PHNOM PENH, CAMBODIA  — October 28, 2015: ICEM’s Bioengineering, Healthy Rivers Feature in 2015 Mekong Forum on Water, Food, and Energy

Among other activities, ICEM hosted two working sessions at this year’s Greater Mekong Forum on Water, Food, and Energy.

Co-hosted by the CGIAR Research Program on Water, Land and Ecosystems, the Ministry of Environment of the Royal Cambodian Government, and the International Water Management Institute, the Forum is the largest event in the Mekong Region to address the confluence of water, food and energy.

ICEM’s first session featured its work on bioengineering and green infrastructure in the Mekong region.


Matthew McCartney, Principal Researcher
International Water Management Institute
Vientiane, Laos PDR

Mukand Babel, Professor
School of Engineering and Technology
Asian Institute of Technology
Pathumthani, Thailand

Dr Ho Long Phi, Director
Center of Water Management and Climate Change
Vietnam National University
Ho Chi Minh City, Viet Nam

Chayanis Krittasudthacheewa, Ph.D., Deputy Director
Stockholm Environment Institute Asia Centre
Bangkok, Thailand

Panellists presented on their experiences using green infrastructure and bioengineering in the Mekong region, including the Chindwin River in Myanmar.
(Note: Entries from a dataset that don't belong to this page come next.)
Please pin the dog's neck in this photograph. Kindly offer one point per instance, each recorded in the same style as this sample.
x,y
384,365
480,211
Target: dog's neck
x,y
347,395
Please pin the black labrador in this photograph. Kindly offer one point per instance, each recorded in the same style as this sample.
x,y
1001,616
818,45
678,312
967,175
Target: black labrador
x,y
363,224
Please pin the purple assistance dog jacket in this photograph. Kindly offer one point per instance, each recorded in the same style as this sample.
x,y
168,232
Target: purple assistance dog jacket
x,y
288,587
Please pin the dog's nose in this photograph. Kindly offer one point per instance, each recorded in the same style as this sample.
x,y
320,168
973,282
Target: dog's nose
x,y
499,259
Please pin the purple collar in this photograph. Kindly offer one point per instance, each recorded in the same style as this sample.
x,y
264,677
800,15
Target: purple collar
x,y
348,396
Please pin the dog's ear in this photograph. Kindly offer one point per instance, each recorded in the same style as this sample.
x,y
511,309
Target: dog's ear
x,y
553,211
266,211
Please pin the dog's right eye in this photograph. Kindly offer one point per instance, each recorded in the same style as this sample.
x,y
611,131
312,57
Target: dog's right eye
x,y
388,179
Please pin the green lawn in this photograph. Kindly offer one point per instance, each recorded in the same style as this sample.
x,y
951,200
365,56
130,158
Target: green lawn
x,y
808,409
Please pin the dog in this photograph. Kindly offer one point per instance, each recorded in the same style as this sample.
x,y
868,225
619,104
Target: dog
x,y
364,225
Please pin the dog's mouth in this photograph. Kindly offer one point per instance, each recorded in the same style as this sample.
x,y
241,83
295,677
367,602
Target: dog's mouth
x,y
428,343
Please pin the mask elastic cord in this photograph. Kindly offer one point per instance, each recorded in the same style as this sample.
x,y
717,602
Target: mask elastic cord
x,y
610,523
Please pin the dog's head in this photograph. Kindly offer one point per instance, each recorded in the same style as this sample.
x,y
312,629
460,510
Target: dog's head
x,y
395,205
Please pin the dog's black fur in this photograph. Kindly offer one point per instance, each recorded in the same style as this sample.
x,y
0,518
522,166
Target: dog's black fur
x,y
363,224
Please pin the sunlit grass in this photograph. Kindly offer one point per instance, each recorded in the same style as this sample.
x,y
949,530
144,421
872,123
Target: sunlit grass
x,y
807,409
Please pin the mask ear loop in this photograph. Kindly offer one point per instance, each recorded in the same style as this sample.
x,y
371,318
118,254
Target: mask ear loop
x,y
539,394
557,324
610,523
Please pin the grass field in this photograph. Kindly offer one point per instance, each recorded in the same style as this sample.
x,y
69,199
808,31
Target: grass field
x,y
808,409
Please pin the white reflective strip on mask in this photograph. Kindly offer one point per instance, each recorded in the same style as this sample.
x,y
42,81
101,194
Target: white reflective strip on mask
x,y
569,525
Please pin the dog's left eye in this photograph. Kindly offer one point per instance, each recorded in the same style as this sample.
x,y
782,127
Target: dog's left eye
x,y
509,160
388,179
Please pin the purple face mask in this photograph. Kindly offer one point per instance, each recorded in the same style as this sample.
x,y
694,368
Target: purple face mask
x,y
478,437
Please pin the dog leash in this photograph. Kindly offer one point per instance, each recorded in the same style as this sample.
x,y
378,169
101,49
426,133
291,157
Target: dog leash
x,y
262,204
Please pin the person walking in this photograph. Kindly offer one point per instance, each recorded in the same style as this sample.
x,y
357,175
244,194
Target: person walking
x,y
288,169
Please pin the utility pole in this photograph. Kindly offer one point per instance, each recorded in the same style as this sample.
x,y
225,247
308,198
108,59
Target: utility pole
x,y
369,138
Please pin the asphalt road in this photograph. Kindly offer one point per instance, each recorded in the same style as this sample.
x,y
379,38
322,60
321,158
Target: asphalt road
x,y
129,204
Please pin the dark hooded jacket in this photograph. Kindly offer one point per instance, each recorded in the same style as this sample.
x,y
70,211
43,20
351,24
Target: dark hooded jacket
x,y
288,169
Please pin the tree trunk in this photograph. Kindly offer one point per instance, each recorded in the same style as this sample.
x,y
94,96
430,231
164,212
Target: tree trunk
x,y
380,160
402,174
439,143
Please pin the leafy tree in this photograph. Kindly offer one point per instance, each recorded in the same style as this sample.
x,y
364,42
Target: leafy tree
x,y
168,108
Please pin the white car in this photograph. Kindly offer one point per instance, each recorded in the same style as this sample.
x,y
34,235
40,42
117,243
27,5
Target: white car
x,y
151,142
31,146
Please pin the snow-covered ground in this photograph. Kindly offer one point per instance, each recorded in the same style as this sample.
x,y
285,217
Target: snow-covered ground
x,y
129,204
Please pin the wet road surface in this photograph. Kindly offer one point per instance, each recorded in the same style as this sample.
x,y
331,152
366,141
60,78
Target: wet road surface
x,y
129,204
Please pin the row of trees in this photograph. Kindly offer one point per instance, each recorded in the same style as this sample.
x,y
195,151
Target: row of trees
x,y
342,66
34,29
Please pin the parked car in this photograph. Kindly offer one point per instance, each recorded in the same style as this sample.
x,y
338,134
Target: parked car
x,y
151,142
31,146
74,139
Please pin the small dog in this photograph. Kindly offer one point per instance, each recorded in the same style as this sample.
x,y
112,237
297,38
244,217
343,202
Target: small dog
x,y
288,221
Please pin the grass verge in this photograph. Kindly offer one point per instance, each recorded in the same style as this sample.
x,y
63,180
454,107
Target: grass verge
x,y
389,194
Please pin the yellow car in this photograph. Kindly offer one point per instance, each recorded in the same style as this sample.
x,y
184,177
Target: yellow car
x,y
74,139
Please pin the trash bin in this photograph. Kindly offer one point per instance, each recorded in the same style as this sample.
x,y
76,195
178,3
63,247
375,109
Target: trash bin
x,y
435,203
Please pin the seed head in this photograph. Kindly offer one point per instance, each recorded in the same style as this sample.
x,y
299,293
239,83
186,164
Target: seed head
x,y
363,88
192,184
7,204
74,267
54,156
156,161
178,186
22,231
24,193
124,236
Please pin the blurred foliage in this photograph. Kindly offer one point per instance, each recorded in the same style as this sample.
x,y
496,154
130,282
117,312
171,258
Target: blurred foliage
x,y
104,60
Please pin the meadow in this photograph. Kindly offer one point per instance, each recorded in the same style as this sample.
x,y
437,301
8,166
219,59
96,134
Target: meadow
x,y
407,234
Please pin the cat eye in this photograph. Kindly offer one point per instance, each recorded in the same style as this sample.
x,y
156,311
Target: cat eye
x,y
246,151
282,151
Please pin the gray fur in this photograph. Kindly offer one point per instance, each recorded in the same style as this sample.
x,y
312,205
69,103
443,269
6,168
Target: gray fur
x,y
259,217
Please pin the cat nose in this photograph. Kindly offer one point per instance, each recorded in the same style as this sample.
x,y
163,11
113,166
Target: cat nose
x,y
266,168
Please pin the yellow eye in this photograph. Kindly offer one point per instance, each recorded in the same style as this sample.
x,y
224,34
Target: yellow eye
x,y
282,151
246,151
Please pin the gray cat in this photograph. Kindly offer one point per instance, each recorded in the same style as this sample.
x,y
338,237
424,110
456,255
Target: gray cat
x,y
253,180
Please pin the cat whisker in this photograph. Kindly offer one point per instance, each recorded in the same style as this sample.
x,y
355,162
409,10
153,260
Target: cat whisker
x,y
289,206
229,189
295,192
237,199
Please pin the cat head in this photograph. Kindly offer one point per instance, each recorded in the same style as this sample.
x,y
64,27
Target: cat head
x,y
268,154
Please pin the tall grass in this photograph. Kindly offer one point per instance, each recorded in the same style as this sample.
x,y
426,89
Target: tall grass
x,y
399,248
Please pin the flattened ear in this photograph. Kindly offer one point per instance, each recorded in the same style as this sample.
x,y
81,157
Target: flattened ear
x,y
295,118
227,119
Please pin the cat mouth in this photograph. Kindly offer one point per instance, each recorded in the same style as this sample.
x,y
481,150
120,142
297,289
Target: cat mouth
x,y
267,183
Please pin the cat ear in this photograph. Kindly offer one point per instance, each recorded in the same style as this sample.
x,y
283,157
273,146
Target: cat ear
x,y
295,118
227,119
Stories, though positive, included humourous anecdotes of hard lessons to be passed on to other regions and practitioners venturing into the field.

The packed audience also debated whether or not green infrastructure was being proposed as an alternative to a practice that should be avoided all together, like hardening river banks. For example, parts of the Chindwin River can see sediment depositions of up to 6 metres in a year, and perhaps rather than using green infrastructure to stabilise banks it would be wiser to live with the “dancing river”, as Dr Krittasudthacheewa described it.

The lively Healthy Rivers session, co-facilitated by Tarek Ketelsen and Robyn Johnston, team leaders of the MK23 and MK24 projects, sought to discover similarities and differences between the four major river basins in the GMS – the Red, Ayeyerwady, Thanlwin, and Mekong Rivers.

For more information on ICEM’s work in bioengineering and green infrastructure:

Session participants broke off into groups to represent each river and then discussed, debated, and drew up key ecosystems services for each basin. Those ecosystems services were then attached to their respective places on the river schematic.

Participants had a healthy discussion about how ecosystems services differ across the region and within basins themselves, leading to new, useful data for the MK23 and MK 24 Healthy Rivers projects.